En una conferencia de prensa conjunta tras una breve reunión en el Palacio de la Moncloa, Zapatero mostró su satisfacción por el "reencuentro" de los dos países, que vieron cómo sus relaciones se enfriaban en noviembre pasado cuando el rey Juan Carlos recriminó a Chávez con la frase "¿por qué no te callas", por interrumpir a Zapatero.
Chávez, que horas antes se reunió con el rey Juan Carlos en Palma de Mallorca, pasó página de ese "capítulo coyuntural" y calificó de "muy placentero" el encuentro con su "amigo" el Rey, hasta el punto de bromear con él y pedirle que comparta los beneficios generados por los derechos de autor de la frase.
Zapatero y Chávez avanzaron su intención de celebrar en breve una reunión empresarial hispano-venezolana y el presidente Chávez subrayó la importancia de que Repsol participe en proyectos en la Faja del Orinoco, una de las mayores reservas petrolíferas del mundo.
Según dijo, la empresa española ya ha comenzado a trabajar con Venezuela en uno de los campos de la Faja y le ha trasladado su interés en una licitación de un segundo campo.
Junto a la estatal venezolana Pdvsa, ha dicho, podría producir "200.000 barriles diarios que podrían venir directamente a España, que tendría garantizado el petróleo para siempre".
Tras destacar que ese tipo de inversiones ayudarían también a evitar que el precio del crudo siga subiendo, ofreció a España un sistema como el puesto en marcha con Portugal para proveer petróleo al país y pagarlo con un fondo de alimentos y tecnología.
Zapatero subrayó su interés en que las relaciones bilaterales discurran por la senda de la cooperación y resaltó la necesidad que tiene España de energía y petróleo.

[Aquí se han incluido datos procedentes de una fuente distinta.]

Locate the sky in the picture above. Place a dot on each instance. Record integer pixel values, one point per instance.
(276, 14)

En contrapartida, ofreció a Chávez la cooperación española en el área de las energías renovables y en infraestructuras y construcción, un campo en el que España tienen "un potencial muy grande y Venezuela una necesidad objetiva".

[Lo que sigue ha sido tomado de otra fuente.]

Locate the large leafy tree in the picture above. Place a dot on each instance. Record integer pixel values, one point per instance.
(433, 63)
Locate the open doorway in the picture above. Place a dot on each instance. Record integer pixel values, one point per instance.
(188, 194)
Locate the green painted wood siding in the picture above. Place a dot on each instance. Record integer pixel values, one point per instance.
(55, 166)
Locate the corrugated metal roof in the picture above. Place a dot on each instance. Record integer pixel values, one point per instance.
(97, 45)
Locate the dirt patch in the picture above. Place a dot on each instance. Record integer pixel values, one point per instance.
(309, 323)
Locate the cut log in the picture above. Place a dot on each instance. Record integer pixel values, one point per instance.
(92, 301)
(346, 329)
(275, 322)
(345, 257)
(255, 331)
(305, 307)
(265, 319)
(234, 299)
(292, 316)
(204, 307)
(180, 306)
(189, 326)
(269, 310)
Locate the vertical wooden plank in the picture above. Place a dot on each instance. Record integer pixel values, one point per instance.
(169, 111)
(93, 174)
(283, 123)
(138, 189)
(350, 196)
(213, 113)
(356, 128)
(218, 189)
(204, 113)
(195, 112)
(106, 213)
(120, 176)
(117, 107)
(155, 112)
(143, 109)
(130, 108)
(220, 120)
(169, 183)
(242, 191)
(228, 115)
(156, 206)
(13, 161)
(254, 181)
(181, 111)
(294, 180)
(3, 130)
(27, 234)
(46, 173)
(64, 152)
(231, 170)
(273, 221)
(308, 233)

Chávez prefirió no hablar sobre sus amenazas a las inversiones españolas y europeas tras la aprobación de la Directiva de retorno de inmigrantes irregulares, porque, dijo, ha venido a España "con la mejor buena fe" y a reflexionar sobre posibles soluciones.
Su propuesta, aceptada por Zapatero, es constituir una mesa de trabajo entre España y otros países europeos y los gobiernos latinoamericanos para buscar fórmulas que sitúen el problema en el marco de la ley y del respeto a los derechos humanos.
"No quisiéramos llegar a ningún tipo de confrontaciones, sino más bien buscar soluciones", agregó.
El presidente Chávez agradeció la "calidez" con la que fue recibido en España y dijo que "venimos a extender la mano de la amistad y del afecto y a trabajar juntos".
Chávez invitó al Rey a visitar su país el próximo año y confió en que también pueda hacerlo Zapatero, viajes con los que se podría dar inicio a los eventos organizados para celebrar el bicentenario de la independencia.